Some imaginative commentators have suggested that this production of sense constitutes what Gurdjieff called “The Work,” or what the more poetically minded Crowley called “The Great Work.” Beethoven participates in The Great Work with his compositions. This final quote from LoS ( p. 72 – 73) connects in an abstract way with Beethoven’s greatest works: “What is bureaucratic in these fantastic machines which are peoples and poems? It suffices that we dissipate ourselves a little, that we be able to be at the surface, that we stretch our skin like a drum, in order that the ‘great politics’ begin.

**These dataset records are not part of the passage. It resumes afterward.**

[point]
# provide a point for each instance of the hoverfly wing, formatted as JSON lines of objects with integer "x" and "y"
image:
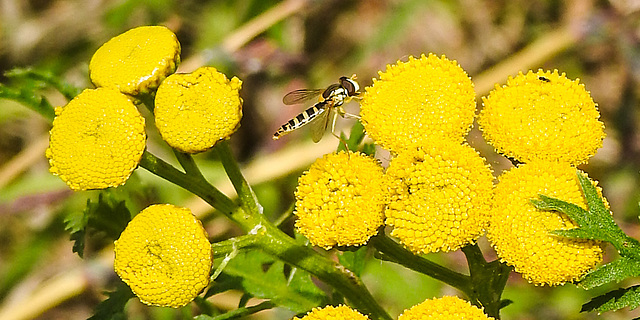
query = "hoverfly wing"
{"x": 301, "y": 95}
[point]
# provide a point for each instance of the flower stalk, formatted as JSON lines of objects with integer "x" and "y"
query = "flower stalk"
{"x": 270, "y": 239}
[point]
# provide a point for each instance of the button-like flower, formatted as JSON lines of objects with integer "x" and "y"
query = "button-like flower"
{"x": 194, "y": 111}
{"x": 164, "y": 256}
{"x": 440, "y": 195}
{"x": 445, "y": 308}
{"x": 97, "y": 140}
{"x": 137, "y": 60}
{"x": 542, "y": 116}
{"x": 520, "y": 233}
{"x": 340, "y": 200}
{"x": 419, "y": 100}
{"x": 333, "y": 313}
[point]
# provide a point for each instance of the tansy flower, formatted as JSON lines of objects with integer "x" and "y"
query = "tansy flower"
{"x": 164, "y": 256}
{"x": 339, "y": 201}
{"x": 97, "y": 140}
{"x": 333, "y": 313}
{"x": 194, "y": 111}
{"x": 445, "y": 308}
{"x": 520, "y": 233}
{"x": 440, "y": 195}
{"x": 542, "y": 116}
{"x": 419, "y": 100}
{"x": 137, "y": 60}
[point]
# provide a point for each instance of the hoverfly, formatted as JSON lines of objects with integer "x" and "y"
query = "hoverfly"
{"x": 333, "y": 97}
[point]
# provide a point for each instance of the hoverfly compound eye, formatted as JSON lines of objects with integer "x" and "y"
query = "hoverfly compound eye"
{"x": 350, "y": 85}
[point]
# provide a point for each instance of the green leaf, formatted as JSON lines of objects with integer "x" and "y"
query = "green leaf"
{"x": 46, "y": 77}
{"x": 354, "y": 260}
{"x": 594, "y": 224}
{"x": 264, "y": 277}
{"x": 615, "y": 271}
{"x": 238, "y": 313}
{"x": 108, "y": 216}
{"x": 30, "y": 99}
{"x": 27, "y": 84}
{"x": 614, "y": 300}
{"x": 76, "y": 223}
{"x": 113, "y": 306}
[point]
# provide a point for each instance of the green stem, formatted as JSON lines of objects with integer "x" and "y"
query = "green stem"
{"x": 188, "y": 164}
{"x": 196, "y": 185}
{"x": 395, "y": 252}
{"x": 267, "y": 236}
{"x": 247, "y": 197}
{"x": 275, "y": 242}
{"x": 488, "y": 280}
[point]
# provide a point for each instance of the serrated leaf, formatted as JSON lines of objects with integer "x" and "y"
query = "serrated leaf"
{"x": 26, "y": 87}
{"x": 113, "y": 306}
{"x": 107, "y": 215}
{"x": 596, "y": 223}
{"x": 614, "y": 300}
{"x": 75, "y": 224}
{"x": 30, "y": 99}
{"x": 615, "y": 271}
{"x": 46, "y": 77}
{"x": 295, "y": 292}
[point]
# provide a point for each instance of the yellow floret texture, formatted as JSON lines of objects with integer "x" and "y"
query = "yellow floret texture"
{"x": 445, "y": 308}
{"x": 333, "y": 313}
{"x": 137, "y": 60}
{"x": 440, "y": 196}
{"x": 164, "y": 256}
{"x": 340, "y": 200}
{"x": 97, "y": 140}
{"x": 520, "y": 233}
{"x": 194, "y": 111}
{"x": 419, "y": 100}
{"x": 542, "y": 116}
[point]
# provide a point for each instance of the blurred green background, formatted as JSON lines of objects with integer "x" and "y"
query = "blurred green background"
{"x": 276, "y": 47}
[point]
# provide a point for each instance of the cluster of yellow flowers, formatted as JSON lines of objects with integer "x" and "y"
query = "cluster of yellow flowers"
{"x": 445, "y": 308}
{"x": 98, "y": 139}
{"x": 550, "y": 124}
{"x": 439, "y": 191}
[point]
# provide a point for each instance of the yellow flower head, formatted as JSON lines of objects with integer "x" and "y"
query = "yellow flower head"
{"x": 164, "y": 256}
{"x": 440, "y": 195}
{"x": 445, "y": 308}
{"x": 419, "y": 100}
{"x": 194, "y": 111}
{"x": 137, "y": 60}
{"x": 339, "y": 201}
{"x": 520, "y": 234}
{"x": 333, "y": 313}
{"x": 542, "y": 116}
{"x": 97, "y": 140}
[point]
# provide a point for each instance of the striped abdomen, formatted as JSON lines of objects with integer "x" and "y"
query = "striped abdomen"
{"x": 301, "y": 119}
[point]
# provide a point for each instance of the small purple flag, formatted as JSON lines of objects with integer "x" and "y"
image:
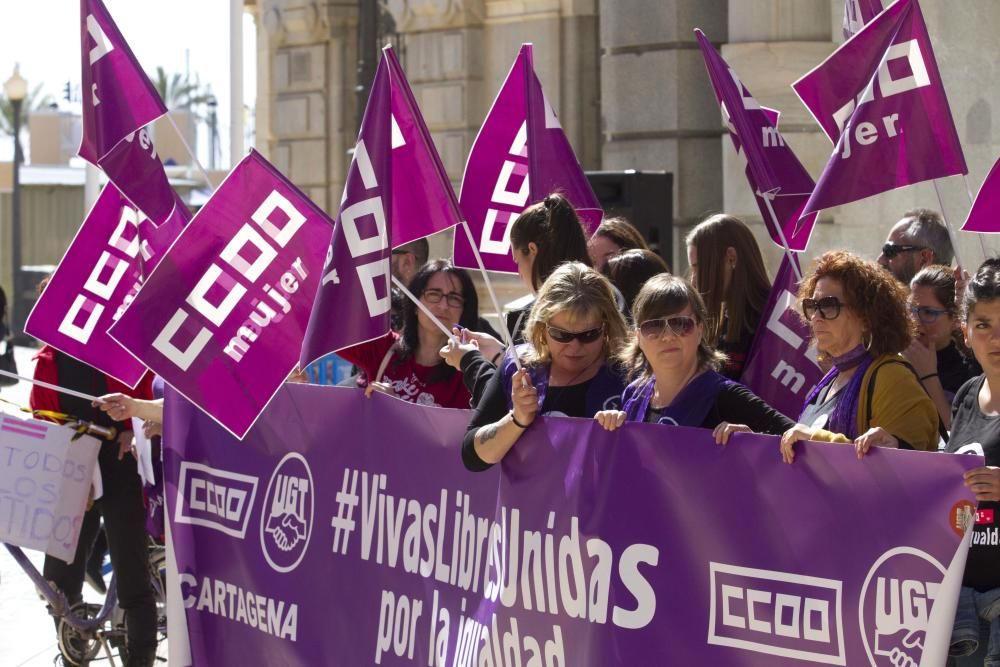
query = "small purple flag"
{"x": 118, "y": 97}
{"x": 772, "y": 170}
{"x": 520, "y": 156}
{"x": 880, "y": 99}
{"x": 354, "y": 297}
{"x": 857, "y": 13}
{"x": 985, "y": 213}
{"x": 781, "y": 367}
{"x": 99, "y": 275}
{"x": 222, "y": 317}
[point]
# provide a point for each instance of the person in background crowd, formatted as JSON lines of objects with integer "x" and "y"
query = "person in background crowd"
{"x": 919, "y": 239}
{"x": 407, "y": 259}
{"x": 407, "y": 365}
{"x": 938, "y": 352}
{"x": 675, "y": 370}
{"x": 544, "y": 236}
{"x": 629, "y": 270}
{"x": 871, "y": 395}
{"x": 611, "y": 237}
{"x": 975, "y": 429}
{"x": 728, "y": 270}
{"x": 575, "y": 332}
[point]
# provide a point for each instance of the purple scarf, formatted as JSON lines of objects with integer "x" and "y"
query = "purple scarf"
{"x": 845, "y": 414}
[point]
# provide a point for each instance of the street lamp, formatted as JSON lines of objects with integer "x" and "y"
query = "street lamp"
{"x": 16, "y": 89}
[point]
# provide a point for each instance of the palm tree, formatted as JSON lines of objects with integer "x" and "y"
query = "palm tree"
{"x": 34, "y": 101}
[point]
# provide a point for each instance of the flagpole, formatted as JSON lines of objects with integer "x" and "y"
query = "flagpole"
{"x": 784, "y": 241}
{"x": 972, "y": 200}
{"x": 489, "y": 285}
{"x": 951, "y": 232}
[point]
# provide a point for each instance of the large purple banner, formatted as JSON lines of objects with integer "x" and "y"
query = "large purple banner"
{"x": 345, "y": 531}
{"x": 223, "y": 315}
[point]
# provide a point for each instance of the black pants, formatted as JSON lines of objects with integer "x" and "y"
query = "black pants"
{"x": 125, "y": 525}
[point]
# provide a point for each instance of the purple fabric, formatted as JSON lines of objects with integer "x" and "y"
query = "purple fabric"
{"x": 772, "y": 169}
{"x": 222, "y": 317}
{"x": 901, "y": 131}
{"x": 353, "y": 301}
{"x": 781, "y": 366}
{"x": 983, "y": 214}
{"x": 647, "y": 544}
{"x": 520, "y": 156}
{"x": 102, "y": 270}
{"x": 689, "y": 407}
{"x": 118, "y": 98}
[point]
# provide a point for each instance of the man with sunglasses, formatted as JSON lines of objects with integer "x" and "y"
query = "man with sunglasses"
{"x": 919, "y": 239}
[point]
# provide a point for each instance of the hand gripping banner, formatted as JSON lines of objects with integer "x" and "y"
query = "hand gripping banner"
{"x": 345, "y": 531}
{"x": 880, "y": 100}
{"x": 222, "y": 317}
{"x": 772, "y": 169}
{"x": 520, "y": 156}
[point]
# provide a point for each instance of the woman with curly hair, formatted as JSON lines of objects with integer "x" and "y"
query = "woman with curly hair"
{"x": 871, "y": 395}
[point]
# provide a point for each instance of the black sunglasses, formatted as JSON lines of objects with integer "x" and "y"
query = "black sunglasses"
{"x": 828, "y": 307}
{"x": 891, "y": 250}
{"x": 678, "y": 325}
{"x": 563, "y": 336}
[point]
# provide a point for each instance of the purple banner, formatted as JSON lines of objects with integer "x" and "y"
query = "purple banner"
{"x": 520, "y": 156}
{"x": 100, "y": 274}
{"x": 222, "y": 317}
{"x": 644, "y": 546}
{"x": 773, "y": 171}
{"x": 880, "y": 99}
{"x": 353, "y": 302}
{"x": 781, "y": 367}
{"x": 118, "y": 98}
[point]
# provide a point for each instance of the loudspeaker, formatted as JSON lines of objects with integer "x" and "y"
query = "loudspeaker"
{"x": 645, "y": 199}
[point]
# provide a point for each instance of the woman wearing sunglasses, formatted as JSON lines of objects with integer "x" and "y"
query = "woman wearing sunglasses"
{"x": 574, "y": 333}
{"x": 407, "y": 364}
{"x": 938, "y": 352}
{"x": 676, "y": 370}
{"x": 871, "y": 395}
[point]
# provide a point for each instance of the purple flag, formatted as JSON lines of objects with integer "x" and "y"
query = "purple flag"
{"x": 100, "y": 274}
{"x": 345, "y": 531}
{"x": 772, "y": 169}
{"x": 423, "y": 201}
{"x": 857, "y": 13}
{"x": 519, "y": 157}
{"x": 353, "y": 301}
{"x": 118, "y": 98}
{"x": 781, "y": 367}
{"x": 983, "y": 217}
{"x": 880, "y": 99}
{"x": 222, "y": 317}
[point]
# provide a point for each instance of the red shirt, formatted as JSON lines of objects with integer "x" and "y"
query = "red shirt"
{"x": 410, "y": 380}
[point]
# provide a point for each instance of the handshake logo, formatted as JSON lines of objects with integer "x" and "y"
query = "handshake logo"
{"x": 286, "y": 518}
{"x": 896, "y": 600}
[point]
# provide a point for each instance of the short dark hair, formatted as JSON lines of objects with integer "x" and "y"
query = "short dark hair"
{"x": 554, "y": 227}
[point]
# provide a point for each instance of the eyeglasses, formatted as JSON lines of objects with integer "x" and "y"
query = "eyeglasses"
{"x": 926, "y": 314}
{"x": 891, "y": 250}
{"x": 678, "y": 325}
{"x": 828, "y": 307}
{"x": 563, "y": 336}
{"x": 454, "y": 299}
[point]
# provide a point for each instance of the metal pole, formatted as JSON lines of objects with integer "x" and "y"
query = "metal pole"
{"x": 16, "y": 316}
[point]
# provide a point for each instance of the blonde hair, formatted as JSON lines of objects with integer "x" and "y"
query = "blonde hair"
{"x": 577, "y": 288}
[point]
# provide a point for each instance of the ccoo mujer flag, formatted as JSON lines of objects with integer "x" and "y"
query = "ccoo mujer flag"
{"x": 880, "y": 99}
{"x": 519, "y": 157}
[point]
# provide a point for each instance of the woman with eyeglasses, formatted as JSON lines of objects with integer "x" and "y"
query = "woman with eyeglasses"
{"x": 675, "y": 370}
{"x": 938, "y": 352}
{"x": 574, "y": 332}
{"x": 407, "y": 364}
{"x": 871, "y": 396}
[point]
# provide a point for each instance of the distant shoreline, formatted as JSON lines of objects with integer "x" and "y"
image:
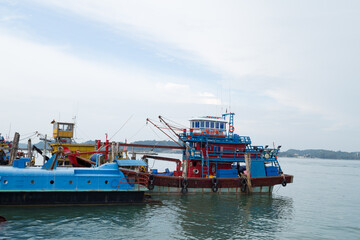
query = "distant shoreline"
{"x": 291, "y": 153}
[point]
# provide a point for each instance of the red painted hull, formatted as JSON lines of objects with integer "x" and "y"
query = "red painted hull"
{"x": 236, "y": 184}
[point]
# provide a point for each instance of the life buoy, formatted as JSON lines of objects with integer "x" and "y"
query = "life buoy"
{"x": 184, "y": 190}
{"x": 231, "y": 129}
{"x": 243, "y": 187}
{"x": 214, "y": 181}
{"x": 151, "y": 177}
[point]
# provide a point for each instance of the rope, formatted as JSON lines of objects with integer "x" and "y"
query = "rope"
{"x": 137, "y": 132}
{"x": 122, "y": 126}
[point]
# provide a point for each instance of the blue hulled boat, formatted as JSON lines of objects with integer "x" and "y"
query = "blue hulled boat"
{"x": 49, "y": 184}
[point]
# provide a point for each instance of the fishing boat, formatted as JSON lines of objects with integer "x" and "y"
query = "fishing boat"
{"x": 52, "y": 185}
{"x": 215, "y": 159}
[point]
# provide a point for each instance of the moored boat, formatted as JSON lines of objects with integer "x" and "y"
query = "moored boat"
{"x": 215, "y": 159}
{"x": 49, "y": 184}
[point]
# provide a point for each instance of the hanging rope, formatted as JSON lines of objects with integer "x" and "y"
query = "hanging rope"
{"x": 121, "y": 127}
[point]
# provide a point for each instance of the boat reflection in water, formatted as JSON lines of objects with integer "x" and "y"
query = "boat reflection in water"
{"x": 231, "y": 216}
{"x": 206, "y": 216}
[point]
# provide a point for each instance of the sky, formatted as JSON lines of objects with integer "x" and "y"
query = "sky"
{"x": 289, "y": 70}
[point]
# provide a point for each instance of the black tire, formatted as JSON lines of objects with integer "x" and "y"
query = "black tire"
{"x": 243, "y": 181}
{"x": 243, "y": 188}
{"x": 184, "y": 190}
{"x": 151, "y": 177}
{"x": 185, "y": 183}
{"x": 214, "y": 188}
{"x": 214, "y": 180}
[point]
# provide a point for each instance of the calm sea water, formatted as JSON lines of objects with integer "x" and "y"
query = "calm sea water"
{"x": 322, "y": 203}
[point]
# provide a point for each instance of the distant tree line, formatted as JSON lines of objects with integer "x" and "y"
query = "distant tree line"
{"x": 320, "y": 153}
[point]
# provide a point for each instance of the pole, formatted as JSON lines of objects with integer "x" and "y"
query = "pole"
{"x": 14, "y": 148}
{"x": 248, "y": 171}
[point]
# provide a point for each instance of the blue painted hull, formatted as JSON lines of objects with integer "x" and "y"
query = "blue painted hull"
{"x": 22, "y": 185}
{"x": 70, "y": 198}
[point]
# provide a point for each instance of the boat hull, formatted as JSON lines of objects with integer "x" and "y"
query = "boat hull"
{"x": 175, "y": 185}
{"x": 70, "y": 198}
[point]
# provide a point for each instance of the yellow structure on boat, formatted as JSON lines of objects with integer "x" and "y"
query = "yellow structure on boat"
{"x": 63, "y": 134}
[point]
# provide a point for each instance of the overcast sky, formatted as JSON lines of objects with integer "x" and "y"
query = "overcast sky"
{"x": 288, "y": 69}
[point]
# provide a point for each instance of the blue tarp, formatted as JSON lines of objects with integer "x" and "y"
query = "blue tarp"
{"x": 130, "y": 163}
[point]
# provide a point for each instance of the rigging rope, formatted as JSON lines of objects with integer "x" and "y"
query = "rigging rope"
{"x": 121, "y": 127}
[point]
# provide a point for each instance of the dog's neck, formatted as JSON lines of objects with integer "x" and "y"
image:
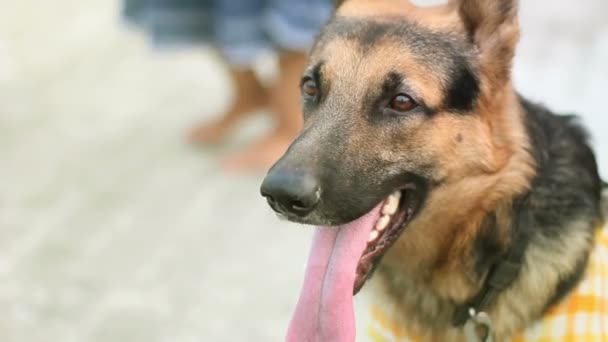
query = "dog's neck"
{"x": 428, "y": 278}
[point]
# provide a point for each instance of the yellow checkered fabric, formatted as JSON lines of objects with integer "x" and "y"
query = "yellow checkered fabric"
{"x": 582, "y": 316}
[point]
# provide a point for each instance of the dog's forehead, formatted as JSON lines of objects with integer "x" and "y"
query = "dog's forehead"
{"x": 369, "y": 48}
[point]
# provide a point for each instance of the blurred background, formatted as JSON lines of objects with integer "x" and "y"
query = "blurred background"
{"x": 113, "y": 227}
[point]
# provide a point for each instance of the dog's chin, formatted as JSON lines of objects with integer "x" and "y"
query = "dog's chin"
{"x": 397, "y": 211}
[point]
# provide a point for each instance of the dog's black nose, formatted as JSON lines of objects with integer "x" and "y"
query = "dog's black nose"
{"x": 290, "y": 192}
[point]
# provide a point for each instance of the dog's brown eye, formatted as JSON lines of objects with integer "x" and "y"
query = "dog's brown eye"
{"x": 309, "y": 88}
{"x": 402, "y": 103}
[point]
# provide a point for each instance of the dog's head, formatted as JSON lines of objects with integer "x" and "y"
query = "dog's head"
{"x": 407, "y": 107}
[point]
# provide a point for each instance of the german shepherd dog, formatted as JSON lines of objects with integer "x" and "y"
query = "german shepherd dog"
{"x": 428, "y": 169}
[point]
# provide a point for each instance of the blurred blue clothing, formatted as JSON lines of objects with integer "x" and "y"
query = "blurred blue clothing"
{"x": 241, "y": 29}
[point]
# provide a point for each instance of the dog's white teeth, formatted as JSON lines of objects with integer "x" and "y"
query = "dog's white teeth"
{"x": 373, "y": 236}
{"x": 382, "y": 223}
{"x": 392, "y": 203}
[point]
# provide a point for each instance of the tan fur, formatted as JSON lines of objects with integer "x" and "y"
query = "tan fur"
{"x": 483, "y": 163}
{"x": 416, "y": 307}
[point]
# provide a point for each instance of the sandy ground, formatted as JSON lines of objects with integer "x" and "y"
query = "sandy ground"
{"x": 112, "y": 228}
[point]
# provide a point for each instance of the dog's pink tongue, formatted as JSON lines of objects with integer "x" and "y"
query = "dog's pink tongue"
{"x": 325, "y": 309}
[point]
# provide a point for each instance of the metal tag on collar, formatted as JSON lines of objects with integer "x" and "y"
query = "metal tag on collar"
{"x": 478, "y": 327}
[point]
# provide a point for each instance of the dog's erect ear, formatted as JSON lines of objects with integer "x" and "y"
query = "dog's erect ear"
{"x": 493, "y": 27}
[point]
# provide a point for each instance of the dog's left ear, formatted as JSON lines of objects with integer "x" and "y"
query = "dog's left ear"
{"x": 493, "y": 27}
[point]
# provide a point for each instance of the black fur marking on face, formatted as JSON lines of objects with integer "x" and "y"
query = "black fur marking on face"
{"x": 442, "y": 53}
{"x": 308, "y": 104}
{"x": 463, "y": 87}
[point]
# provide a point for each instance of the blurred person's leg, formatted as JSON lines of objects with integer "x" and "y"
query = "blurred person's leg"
{"x": 249, "y": 96}
{"x": 240, "y": 37}
{"x": 292, "y": 26}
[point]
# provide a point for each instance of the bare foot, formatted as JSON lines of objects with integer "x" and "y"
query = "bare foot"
{"x": 285, "y": 100}
{"x": 250, "y": 97}
{"x": 260, "y": 155}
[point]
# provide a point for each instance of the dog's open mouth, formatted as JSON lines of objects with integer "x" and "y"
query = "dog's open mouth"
{"x": 395, "y": 213}
{"x": 341, "y": 260}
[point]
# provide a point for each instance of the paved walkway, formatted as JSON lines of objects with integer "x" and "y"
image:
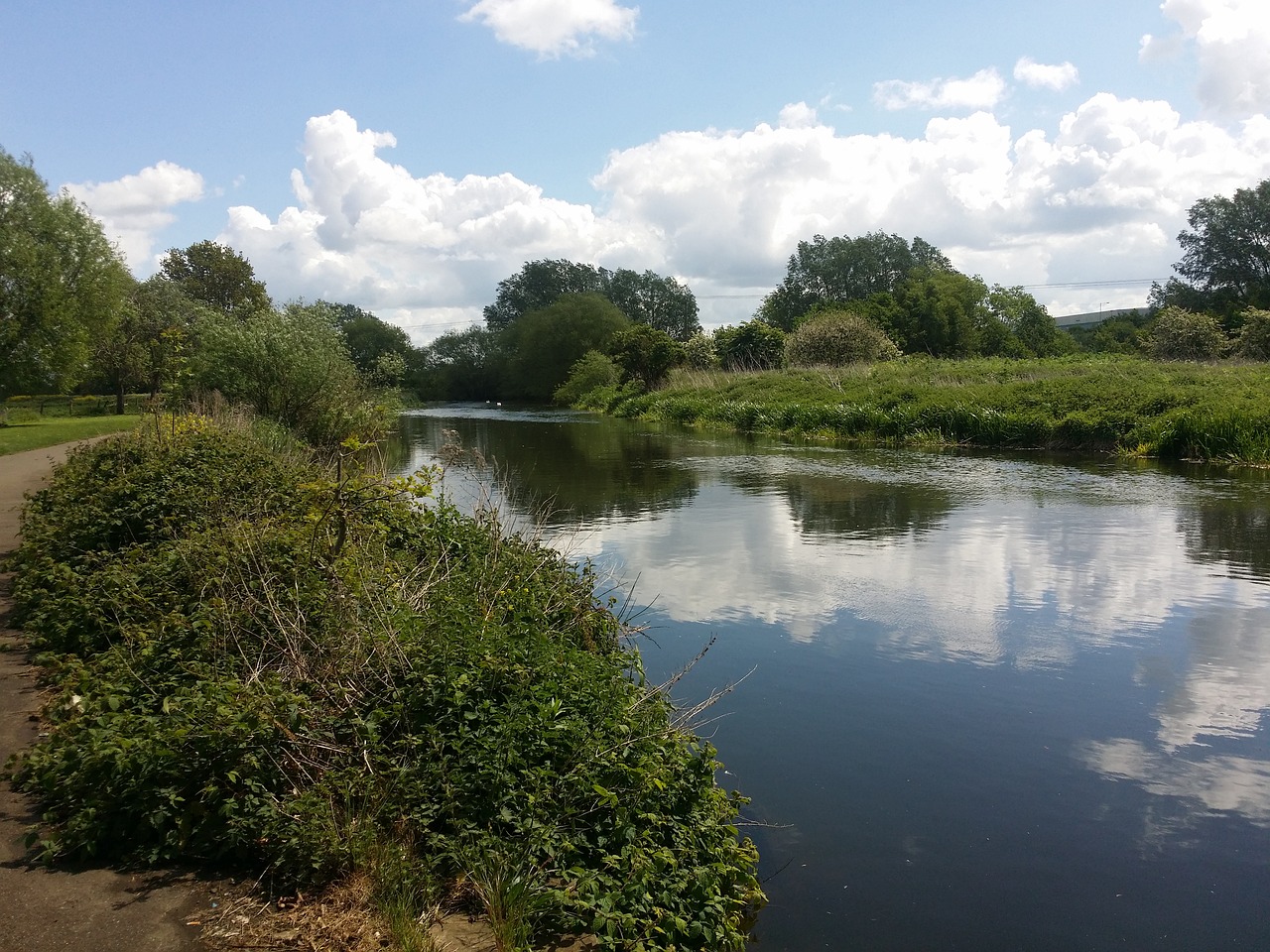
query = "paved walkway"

An empty square for neither man nor God; singularities which are neither general nor individual, neither personal nor universal. All of this is traversed by circulations, echoes and events which produce more sense, more freedom and more strength than man has ever dreamed of, or God ever conceived. Today’s task is to make the empty square circulate and to make pre-individual and nonpersonal singularities speak – in short, to produce sense.” This notion of making them speak connects with Kerman’s ideas on Beethoven’s lyricism.

Eric Wagner said...

Alas, Dr. Kerman passed away. I think Deleuze wrote a book on Proust. Perhaps I should read that. Thanks for your comments.